Mas, isto nos convém agora examinar: de que natureza deva ser esta fé, mercê
da qual entram na posse do Reino Celestial todos quantos foram por Deus adotados
por filhos. Claramente se compreende que não é suficiente em um assunto de tanta
importância uma opinião ou convicção qualquer. E de tanto maior cuidado e zelo se
nos deve perscrutar e investigar a verdadeira natureza da fé, quanto mais pernicioso
é hoje neste aspecto o engano de muitos. Com efeito, a maioria dos homens, ao
ouvir falar de fé, nada mais profundo concebe que certo assentimento comum à
história do evangelho. De fato, quando nas escolasdiscutem a respeito da fé, afirmando
simplesmente que Deus lhe é o objeto, mercê de efêmera especulação, como
dissemos em outro lugar, transviam as míseras almas em vez de as dirigiremao seu
destino. Ora, visto que “Deus habita a luz inacessível” [1Tm 6.16], faz-se necessário
que Cristo se apresente como intermediário. Donde também se diz “a luz do
mundo” [Jo8.12] e, em outro lugar, “o caminho, a verdade e a vida, porque ninguém
vem ao Pai”, que é “a fonte da vida” [Sl 36.9], “senão por ele” [Jo 14.6], porquanto
só ele conhece o Pai, então, depois dele, os fiéis a quem o quis revelar [Lc 10.22].
Conforme esta maneira de ver, Paulo declara nada considerar digno de conhecer-se
mais do que Cristo [1Co 2.2] e, no capítulo vigésimo de Atos, afirma haver
pregado “a fé em Cristo” [At 20.21]. E, em outro lugar, introduz a Cristo assim a
falar: Enviar-te-ei entre os gentios, para que recebam remissão de pecados e sorte
entre os santos, mediante a “fé que está em mim” [At 26.17, 18]. E Paulo atesta que
em sua pessoa nos é visível a glória de Deus, ou, o que equivale ao mesmo, que “a
iluminação do conhecimento da glória de Deus resplandece em sua face” [2Co 4.6].
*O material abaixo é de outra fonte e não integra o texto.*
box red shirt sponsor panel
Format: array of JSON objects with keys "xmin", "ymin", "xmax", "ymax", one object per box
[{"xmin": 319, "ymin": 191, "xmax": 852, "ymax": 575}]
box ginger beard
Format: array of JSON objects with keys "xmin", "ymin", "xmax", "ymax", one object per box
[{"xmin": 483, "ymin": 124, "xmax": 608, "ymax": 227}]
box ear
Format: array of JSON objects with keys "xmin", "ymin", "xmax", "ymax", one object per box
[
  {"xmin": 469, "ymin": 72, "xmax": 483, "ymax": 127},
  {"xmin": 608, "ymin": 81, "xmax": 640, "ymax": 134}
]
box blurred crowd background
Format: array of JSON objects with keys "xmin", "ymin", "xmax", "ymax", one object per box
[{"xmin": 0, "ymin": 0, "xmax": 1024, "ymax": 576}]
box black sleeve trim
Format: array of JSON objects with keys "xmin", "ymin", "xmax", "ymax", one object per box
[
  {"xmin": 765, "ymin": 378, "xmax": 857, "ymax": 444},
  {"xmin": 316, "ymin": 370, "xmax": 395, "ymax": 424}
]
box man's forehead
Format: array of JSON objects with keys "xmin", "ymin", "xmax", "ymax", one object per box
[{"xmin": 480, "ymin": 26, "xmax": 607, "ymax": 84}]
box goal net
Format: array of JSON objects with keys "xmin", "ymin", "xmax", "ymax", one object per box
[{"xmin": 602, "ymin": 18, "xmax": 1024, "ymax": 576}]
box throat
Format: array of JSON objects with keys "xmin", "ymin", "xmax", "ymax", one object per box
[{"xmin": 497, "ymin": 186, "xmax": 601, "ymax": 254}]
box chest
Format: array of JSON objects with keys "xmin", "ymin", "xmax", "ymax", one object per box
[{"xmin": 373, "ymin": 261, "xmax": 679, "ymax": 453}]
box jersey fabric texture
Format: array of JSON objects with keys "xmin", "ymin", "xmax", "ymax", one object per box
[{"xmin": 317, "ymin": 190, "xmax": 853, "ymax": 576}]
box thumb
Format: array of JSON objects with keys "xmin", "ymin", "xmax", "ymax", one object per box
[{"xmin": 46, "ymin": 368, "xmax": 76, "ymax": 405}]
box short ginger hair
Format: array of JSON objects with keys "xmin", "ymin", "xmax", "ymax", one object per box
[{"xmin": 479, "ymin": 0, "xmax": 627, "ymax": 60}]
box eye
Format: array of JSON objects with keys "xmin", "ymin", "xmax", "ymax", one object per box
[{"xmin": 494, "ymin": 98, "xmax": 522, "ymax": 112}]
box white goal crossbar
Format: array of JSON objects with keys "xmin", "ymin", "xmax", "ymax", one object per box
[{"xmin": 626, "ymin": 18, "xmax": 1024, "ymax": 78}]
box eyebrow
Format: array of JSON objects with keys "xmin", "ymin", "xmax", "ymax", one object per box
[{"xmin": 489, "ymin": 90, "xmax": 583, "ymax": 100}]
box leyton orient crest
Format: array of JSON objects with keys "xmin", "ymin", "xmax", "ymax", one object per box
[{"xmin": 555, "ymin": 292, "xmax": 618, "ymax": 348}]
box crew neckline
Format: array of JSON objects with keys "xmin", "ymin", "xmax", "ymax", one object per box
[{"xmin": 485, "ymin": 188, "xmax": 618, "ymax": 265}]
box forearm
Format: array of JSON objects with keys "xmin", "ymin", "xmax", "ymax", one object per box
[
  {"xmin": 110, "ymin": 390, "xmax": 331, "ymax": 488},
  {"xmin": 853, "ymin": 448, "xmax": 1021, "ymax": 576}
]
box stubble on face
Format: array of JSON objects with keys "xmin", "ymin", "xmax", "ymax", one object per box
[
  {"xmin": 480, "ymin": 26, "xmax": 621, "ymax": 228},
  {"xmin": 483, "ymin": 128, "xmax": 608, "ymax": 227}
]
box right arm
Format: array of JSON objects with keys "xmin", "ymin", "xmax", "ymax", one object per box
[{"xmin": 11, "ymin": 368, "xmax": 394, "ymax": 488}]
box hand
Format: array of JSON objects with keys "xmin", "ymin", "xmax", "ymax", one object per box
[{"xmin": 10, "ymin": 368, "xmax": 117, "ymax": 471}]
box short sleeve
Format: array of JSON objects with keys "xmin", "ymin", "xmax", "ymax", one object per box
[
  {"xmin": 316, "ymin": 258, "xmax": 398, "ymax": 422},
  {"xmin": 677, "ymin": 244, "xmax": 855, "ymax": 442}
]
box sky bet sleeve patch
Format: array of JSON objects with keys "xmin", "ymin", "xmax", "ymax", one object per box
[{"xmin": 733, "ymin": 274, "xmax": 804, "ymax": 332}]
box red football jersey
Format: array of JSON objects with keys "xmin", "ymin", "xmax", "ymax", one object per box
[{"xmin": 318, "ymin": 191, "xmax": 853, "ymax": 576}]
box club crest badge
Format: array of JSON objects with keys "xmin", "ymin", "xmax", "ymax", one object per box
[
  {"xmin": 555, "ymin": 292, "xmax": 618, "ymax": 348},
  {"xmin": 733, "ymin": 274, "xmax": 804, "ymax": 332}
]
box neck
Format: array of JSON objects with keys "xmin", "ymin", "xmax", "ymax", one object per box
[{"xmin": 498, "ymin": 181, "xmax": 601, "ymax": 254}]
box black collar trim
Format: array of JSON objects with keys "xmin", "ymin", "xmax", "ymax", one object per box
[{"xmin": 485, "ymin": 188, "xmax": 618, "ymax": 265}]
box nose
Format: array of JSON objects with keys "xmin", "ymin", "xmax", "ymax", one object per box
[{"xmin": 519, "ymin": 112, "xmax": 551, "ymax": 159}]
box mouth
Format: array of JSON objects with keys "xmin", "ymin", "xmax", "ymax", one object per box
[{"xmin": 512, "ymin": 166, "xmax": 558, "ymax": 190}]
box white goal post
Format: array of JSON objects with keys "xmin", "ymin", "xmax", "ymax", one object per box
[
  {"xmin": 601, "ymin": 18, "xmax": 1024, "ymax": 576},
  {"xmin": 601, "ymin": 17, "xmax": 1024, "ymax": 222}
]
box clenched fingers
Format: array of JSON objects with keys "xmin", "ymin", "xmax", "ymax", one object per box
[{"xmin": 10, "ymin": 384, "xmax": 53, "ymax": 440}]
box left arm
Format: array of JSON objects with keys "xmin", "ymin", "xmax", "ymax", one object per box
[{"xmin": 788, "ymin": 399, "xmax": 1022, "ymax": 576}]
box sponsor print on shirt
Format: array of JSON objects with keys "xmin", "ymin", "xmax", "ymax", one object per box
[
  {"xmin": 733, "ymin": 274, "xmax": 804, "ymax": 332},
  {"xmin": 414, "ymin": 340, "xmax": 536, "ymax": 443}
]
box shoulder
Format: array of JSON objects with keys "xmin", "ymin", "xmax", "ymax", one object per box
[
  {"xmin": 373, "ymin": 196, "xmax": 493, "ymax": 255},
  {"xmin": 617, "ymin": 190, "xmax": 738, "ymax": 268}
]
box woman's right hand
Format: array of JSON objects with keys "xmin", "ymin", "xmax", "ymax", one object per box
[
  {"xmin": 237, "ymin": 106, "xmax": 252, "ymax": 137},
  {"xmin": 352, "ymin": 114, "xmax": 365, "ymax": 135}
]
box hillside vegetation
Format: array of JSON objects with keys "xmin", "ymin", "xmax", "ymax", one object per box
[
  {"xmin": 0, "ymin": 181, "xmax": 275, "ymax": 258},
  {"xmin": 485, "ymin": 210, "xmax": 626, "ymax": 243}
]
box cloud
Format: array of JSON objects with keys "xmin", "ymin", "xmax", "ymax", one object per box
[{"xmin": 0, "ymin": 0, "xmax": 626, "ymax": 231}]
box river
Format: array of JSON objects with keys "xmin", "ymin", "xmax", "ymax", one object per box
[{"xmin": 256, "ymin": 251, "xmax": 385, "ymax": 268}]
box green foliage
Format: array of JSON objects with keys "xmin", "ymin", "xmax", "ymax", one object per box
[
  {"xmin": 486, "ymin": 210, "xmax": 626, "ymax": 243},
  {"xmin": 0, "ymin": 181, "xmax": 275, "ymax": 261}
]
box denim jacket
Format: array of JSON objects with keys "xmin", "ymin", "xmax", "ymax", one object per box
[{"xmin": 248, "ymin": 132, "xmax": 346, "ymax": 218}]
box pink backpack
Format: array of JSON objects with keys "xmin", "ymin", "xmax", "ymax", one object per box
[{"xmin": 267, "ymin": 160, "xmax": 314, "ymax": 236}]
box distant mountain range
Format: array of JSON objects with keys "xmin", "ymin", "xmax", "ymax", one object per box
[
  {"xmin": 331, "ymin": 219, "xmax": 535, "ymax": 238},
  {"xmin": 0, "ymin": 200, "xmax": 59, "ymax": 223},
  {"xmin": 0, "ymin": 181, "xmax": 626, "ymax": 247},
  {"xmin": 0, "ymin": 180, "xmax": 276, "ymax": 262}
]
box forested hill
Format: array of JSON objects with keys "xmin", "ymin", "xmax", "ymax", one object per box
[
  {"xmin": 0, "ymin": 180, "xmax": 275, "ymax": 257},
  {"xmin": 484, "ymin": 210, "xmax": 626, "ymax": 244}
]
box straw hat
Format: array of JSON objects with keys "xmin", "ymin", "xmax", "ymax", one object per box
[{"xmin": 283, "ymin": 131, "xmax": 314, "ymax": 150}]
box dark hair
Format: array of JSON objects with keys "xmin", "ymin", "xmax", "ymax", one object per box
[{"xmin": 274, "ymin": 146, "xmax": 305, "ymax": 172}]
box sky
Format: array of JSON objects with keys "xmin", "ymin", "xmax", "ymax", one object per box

Verdadeiro é, de fato, que a fé atenta para o Deus único. Tem-se, porém, de
aduzir também que ela “conhece a Jesus Cristo, a quem aquele enviou” [Jo 17.3],
pois Deus mesmo jazeria oculto, ao longe, se o fulgor de Cristo não nos iluminasse.
Para este fim, o Pai depositou com o Unigênito tudo quanto tinha, para que nele se
revelasse, e assim, pela própria comunicação das benessesdo Pai, expressasse Cristo
a verdadeira imagem de sua glória. Se na verdade, como foi dito, impõe-se-nos
ser tomados pelo Espírito para que sejamos impelidos a buscar a Cristo, assim, por
nossa vez, devemos estar alertados de que o Pai Invisível não deve ser buscado em
outro lugar senão nesta imagem.
Em relação a essa matéria, brilhantemente falou Agostinho que, discorrendo
acerca do escopo da fé, ensina que se deve saber para onde e por onde se tenha de
ir. Então, imediatamente após, conclui que o caminho mais guarnecido contra todos
os erros é aquele mesmo que é Deus e homem – pois, como Deus, é para onde nos
dirigimos; e, como homem, é por onde vamos; ambos, porém, só se acham em Cristo.
Tampouco tem Paulo em mente, enquanto prega a fé para com Deus, confundir o
que tantas vezes inculca a respeito da fé: que toda sua estabilidade se encontra em
Cristo. Pedro, ademais, mui adequadamente a ambos correlaciona, dizendo que por
meio dele cremos em Deus [1Pe 1.21].